Pre-renal Failure: Treatment for ARF due to Advanced Liver Disease: Dietary sodium restriction and periods of bed rest are the mainstays of nonmedical therapy in this disease entity. Medical therapies are as follows. Diuretics therapy is often indicated and the preferred agent is spironolactone. Normally this is a fairly weak diuretic, however in cases of liver failure it is very effective. Spironolactone is the only diuretic that does not require secretion into the lumen of the kidney. Rather, it enters the collecting tubule cells from the blood side and competes for the aldosterone receptor. The rate of diuresis needs to be slow and steady. Paracentesis may be helpful in those patients with tense ascites. Albumin may be given at the same time to help prevent the worsening of intravascular depletion. A peritoneovenous shunt, which drains into the internal jugular vein and translocates the ascitic fluid into the vascular space may be helpful in cases of severe portal hypertension and ascites, but is often complicated by worsening hepatic encephalopathy. Pre-renal Failure: Treatment of ARF Caused by Congestive Heart Failure: The use of diuretics may be of some help as this will increase the renal output and relieve pulmonary congestion. Another option is a trial of inotropic agents to help increase cardiac output and thus increase renal perfusion. ACE inhibitors may also be helpful to improve cardiac output, but must be used with caution in patients with acute renal failure as they may cause a fall in GFR, particularly in patients with renal vascular disease.
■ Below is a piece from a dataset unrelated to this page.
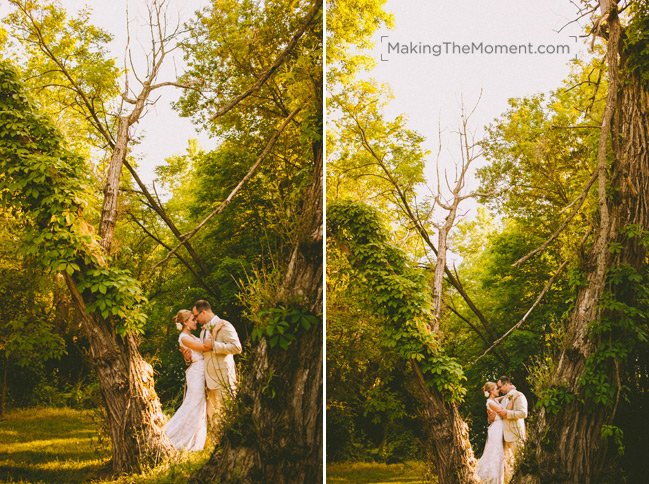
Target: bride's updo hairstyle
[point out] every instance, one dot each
(181, 318)
(488, 388)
Renal Causes of ARF: When pre-renal and renal causes of ARF have been ruled out, the challenge becomes to identify the cause of the intrinsic renal failure, keeping in mind the multitude of known possible causes.
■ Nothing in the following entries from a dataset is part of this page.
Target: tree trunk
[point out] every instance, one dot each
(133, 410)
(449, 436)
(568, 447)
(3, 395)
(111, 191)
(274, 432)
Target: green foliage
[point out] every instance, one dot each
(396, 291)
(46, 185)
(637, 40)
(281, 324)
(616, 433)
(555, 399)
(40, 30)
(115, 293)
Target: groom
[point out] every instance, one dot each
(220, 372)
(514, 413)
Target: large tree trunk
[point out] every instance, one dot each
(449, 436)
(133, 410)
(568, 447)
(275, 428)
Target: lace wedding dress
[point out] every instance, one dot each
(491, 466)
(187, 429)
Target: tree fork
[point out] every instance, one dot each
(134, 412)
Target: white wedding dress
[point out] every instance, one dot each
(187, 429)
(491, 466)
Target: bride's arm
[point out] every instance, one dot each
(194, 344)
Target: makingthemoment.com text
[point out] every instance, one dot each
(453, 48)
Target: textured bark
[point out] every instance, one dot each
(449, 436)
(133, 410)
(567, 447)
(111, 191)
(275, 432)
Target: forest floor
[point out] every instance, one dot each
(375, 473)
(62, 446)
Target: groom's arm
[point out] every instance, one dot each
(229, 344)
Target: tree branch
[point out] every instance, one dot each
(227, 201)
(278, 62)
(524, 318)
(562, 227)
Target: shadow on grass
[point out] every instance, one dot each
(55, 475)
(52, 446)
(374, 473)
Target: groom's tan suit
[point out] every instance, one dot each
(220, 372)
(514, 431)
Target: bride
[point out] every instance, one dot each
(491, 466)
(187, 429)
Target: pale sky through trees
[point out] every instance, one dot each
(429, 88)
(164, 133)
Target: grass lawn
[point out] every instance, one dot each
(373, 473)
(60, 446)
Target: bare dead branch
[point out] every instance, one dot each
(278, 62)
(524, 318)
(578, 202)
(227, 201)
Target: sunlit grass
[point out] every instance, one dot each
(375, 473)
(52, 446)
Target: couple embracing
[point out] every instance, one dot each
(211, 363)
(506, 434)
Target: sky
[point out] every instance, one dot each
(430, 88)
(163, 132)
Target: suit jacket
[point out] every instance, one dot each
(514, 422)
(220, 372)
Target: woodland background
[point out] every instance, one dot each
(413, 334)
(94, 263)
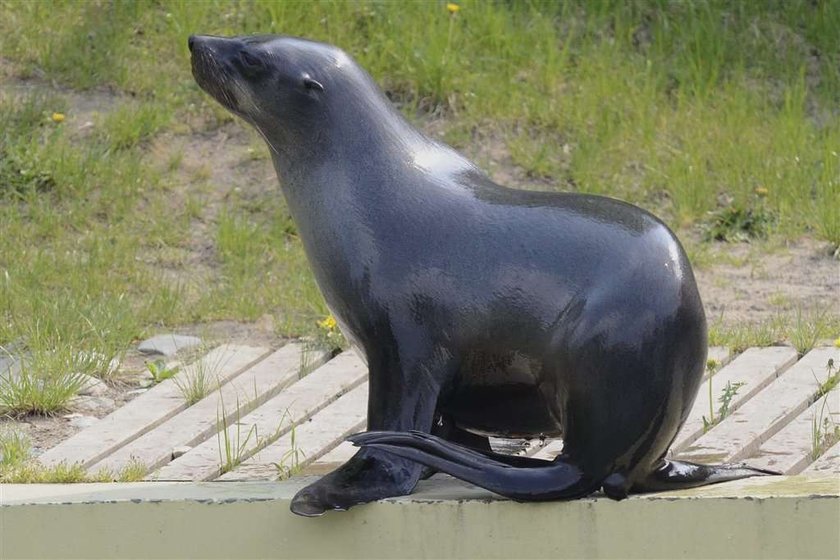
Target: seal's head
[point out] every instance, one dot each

Most commonly, the cause of the intrinsic renal failure will be from ATN. Therapy in established ATN, other than correction of the underlying problem, is largely supportive. In particular, attention must be paid to maintenance of the fluid and electrolyte balance and to proper nutrition. Despite management, some patients will require dialysis. Indications for dialysis include:

• marked fluid overload

• severe hyperkalemia

• presence of uremic signs or symptoms (pericarditis, nausea and vomiting, confusion, bleeding with coagulopathy present)

• severe metabolic acidosis (controversial)

• BUN levels greater than 100

Table 14

Summary of Therapy and Goals in the Initial Phase of Acute Renal Failure

Therapy Goal

Volume expansion/hydration Prevention of injury

Diuretics Management of volume overload

Vasoactive agents Restoration of renal perfusion

Dopamine

Atrial natriuretic peptide

Cytoprotective agents Preservation of cell integrity

Free radical scavengers Xathine oxidase inhibitors Calcium channel blockers Prostaglandins

The use of diuretics may be able to convert oliguric ATN into nonoliguric ATN. While nonoliguric ATN has a better prognosis than oliguric ATN this is only the case when it occurs spontaneously. Conversion of oliguric ARF to nonoliguric ARF by the use of diuretics does not improve the prognosis. Lasix is often used in high doses either by rapid infusion or by a continuous drip to help manage volume overload. Finally, dopamine may be an effective agent along with lasix in an effort to increase urine output but with no documented improvement in outcome.